Citigroup (C +0.60%) is performing well as a business right now. But does that make this large and well-known bank a buy? The answer is no; you also need to consider the price you are paying for the stock. Here's a quick look at why you might want to buy Citigroup, and why you might not.
Citigroup is in rally mode
Citigroup's stock has risen 65% during the past year. That compares to a 15% increase in SPDR S&P Bank ETF, which tracks large U.S. banks.
As the chart highlights, Citigroup's outperformance began during the 2025 second quarter.
Citigroup reported first-quarter 2025 earnings last April. In that quarter, the company reported that earnings per share (EPS) increased to $1.96, up from $1.58 in the first quarter of 2024. That's a 24% increase, which is substantial by any measure. Helping things along was a 300-basis point improvement in the company's return on average tangible common equity, a key measure of a bank's performance.
Given the year-over-year improvement, it isn't surprising that investors were optimistic about Citigroup's stock. It followed that quarter with 29% EPS share growth in the second quarter and 23% growth in the third quarter.
Again, it isn't shocking that the rally in Citigroup's share price continued through to the end of the year, given the strong results at the bottom of the income statement.
Image source: Getty Images.
Is Citigroup worth buying now?
In hindsight, it would have been a great investment decision to buy Citigroup at the start of 2025. But what about at the start of 2026, after the stock has outperformed the average bank by such a wide margin? The answer is actually less clear than you might think, particularly if you have a growth at a reasonable price (GARP) focus.
Citigroup isn't nearly as cheap as it has been from a valuation perspective. The price-to-earnings (P/E) ratio is currently 17, compared to a five-year average of roughly 9. The price-to-book (P/B) value ratio is about 1.1 times the five-year average of roughly 0.6. If you compare the stock to its own history, it looks expensive.

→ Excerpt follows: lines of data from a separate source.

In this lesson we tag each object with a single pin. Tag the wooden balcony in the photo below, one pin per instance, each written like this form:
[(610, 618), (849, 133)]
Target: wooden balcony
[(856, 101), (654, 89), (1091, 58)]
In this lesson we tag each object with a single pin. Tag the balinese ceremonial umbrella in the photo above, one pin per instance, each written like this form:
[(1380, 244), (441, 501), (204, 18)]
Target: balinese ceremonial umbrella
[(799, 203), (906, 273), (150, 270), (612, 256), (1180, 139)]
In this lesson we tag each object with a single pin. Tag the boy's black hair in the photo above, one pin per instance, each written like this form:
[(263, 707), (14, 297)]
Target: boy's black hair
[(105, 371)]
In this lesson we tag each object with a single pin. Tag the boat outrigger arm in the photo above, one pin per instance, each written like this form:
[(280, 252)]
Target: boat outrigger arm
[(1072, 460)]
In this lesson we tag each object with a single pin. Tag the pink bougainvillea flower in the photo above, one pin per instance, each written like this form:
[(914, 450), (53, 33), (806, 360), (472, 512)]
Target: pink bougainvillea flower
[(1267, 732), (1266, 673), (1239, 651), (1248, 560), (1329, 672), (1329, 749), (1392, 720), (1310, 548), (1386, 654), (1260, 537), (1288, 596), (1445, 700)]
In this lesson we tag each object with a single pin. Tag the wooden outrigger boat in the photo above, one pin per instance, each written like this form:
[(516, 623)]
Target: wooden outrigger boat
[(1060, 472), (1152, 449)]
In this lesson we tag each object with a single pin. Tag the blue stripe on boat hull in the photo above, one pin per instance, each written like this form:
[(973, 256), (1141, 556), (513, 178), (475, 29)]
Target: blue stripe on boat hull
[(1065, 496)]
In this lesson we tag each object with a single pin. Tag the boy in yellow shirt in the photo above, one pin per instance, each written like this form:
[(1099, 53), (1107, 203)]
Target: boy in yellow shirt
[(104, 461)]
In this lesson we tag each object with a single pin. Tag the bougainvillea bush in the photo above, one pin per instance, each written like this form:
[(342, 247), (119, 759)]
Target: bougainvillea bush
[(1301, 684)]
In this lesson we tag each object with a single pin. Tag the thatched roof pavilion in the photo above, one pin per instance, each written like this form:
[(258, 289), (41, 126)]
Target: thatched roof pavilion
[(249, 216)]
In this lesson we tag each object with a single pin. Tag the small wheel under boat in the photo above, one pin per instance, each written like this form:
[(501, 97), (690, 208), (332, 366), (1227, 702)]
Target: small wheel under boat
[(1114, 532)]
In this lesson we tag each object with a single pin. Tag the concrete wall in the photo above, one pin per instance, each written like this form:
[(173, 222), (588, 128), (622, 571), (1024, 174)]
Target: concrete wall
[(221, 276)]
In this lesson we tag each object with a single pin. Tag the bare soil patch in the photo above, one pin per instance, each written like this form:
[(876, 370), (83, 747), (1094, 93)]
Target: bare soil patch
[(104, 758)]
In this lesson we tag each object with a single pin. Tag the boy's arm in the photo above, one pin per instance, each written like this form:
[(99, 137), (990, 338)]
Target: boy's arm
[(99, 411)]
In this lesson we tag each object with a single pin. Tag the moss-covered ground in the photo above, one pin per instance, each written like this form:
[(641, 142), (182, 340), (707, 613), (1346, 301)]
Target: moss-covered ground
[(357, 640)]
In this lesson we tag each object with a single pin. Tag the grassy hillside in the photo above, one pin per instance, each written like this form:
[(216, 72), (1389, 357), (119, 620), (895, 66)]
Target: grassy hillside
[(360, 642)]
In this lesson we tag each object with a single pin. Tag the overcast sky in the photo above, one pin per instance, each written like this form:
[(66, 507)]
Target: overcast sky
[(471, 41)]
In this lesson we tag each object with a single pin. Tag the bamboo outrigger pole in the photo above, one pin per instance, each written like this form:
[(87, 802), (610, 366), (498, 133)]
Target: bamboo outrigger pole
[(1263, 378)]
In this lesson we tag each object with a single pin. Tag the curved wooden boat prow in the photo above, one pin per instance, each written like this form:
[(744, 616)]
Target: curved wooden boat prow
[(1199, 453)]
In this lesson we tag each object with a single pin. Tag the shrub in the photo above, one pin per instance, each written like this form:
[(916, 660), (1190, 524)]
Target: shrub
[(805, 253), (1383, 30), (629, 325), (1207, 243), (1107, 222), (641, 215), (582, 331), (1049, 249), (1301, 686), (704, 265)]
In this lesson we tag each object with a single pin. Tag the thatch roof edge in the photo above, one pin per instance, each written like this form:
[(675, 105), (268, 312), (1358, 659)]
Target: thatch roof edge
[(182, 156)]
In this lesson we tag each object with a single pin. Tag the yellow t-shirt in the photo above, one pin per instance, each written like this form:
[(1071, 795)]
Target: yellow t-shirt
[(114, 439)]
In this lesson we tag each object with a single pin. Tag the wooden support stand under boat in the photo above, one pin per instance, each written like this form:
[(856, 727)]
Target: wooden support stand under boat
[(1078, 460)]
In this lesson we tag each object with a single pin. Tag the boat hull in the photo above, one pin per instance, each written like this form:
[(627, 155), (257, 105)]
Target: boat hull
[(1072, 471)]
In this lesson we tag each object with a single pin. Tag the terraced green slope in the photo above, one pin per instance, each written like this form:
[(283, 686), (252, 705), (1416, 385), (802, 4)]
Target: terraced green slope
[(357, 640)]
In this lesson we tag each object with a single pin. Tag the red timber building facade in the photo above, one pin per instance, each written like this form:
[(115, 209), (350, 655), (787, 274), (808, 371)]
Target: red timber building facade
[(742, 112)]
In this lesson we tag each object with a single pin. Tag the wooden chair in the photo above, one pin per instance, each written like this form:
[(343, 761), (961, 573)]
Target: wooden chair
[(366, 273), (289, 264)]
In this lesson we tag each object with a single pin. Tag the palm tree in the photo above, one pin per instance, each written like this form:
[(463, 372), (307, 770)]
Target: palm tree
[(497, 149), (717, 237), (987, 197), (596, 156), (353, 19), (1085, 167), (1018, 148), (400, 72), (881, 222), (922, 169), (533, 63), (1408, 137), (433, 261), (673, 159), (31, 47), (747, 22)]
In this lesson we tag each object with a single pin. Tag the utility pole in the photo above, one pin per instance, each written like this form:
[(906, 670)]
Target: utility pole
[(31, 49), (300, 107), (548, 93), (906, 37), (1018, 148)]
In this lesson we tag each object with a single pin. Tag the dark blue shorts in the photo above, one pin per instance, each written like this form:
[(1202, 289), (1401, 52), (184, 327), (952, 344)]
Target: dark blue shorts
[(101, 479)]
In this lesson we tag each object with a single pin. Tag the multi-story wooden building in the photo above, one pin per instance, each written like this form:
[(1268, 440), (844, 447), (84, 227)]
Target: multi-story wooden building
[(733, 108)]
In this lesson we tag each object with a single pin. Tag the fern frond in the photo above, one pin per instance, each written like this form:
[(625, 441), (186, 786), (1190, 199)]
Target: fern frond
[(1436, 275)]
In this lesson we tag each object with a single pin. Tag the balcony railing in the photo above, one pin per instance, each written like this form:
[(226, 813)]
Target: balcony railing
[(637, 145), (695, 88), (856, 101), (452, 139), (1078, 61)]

However, a comparison to the average bank, using the SPDR S&P Bank ETF as an industry proxy, changes the equation slightly. The SPDR S&P Bank ETF's average P/E ratio is about 12.5 and the average P/B ratio is 1.3. While Citigroup's P/E ratio is above the average, its P/B ratio is below the industry average. Meanwhile, the average dividend yield for a bank is about 2.5% compared to Citigroup's yield of 2%.

NYSE: C
Key Data Points
For the most part, Citigroup still looks relatively expensive compared to the average bank. If you have a value focus, you will probably want to avoid Citigroup. However, Citigroup is performing exceptionally well right now. If you are a GARP investor, it might be worth paying a little bit more for what appears to be an outperforming bank.
Still, it will take strong execution to sustain the company's growth story. It isn't impossible, but investors will want to closely monitor the company's quarterly results after the significant price advance. It is also important to note that year-over-year earnings comparisons will be much more challenging in 2026, given the significant advances made in 2025. Even GARP investors should probably tread with caution at this point.
Most will probably be better off avoiding Citigroup
If you believe Citigroup's financial results can keep growing at a rate close to the current one, you might want to consider buying it. However, go in recognizing that the stock's valuation has risen materially during the past year. Citigroup will likely not interest value investors now that its valuation is on par with, or slightly higher than, the average bank.
It is more appropriate for GARP investors, but even then, you need to think carefully about how likely it is that the bank's EPS will increase at 20% or more each quarter in 2026. Investors should be prepared for full-year 2026 results to be less impressive than they may be hoping.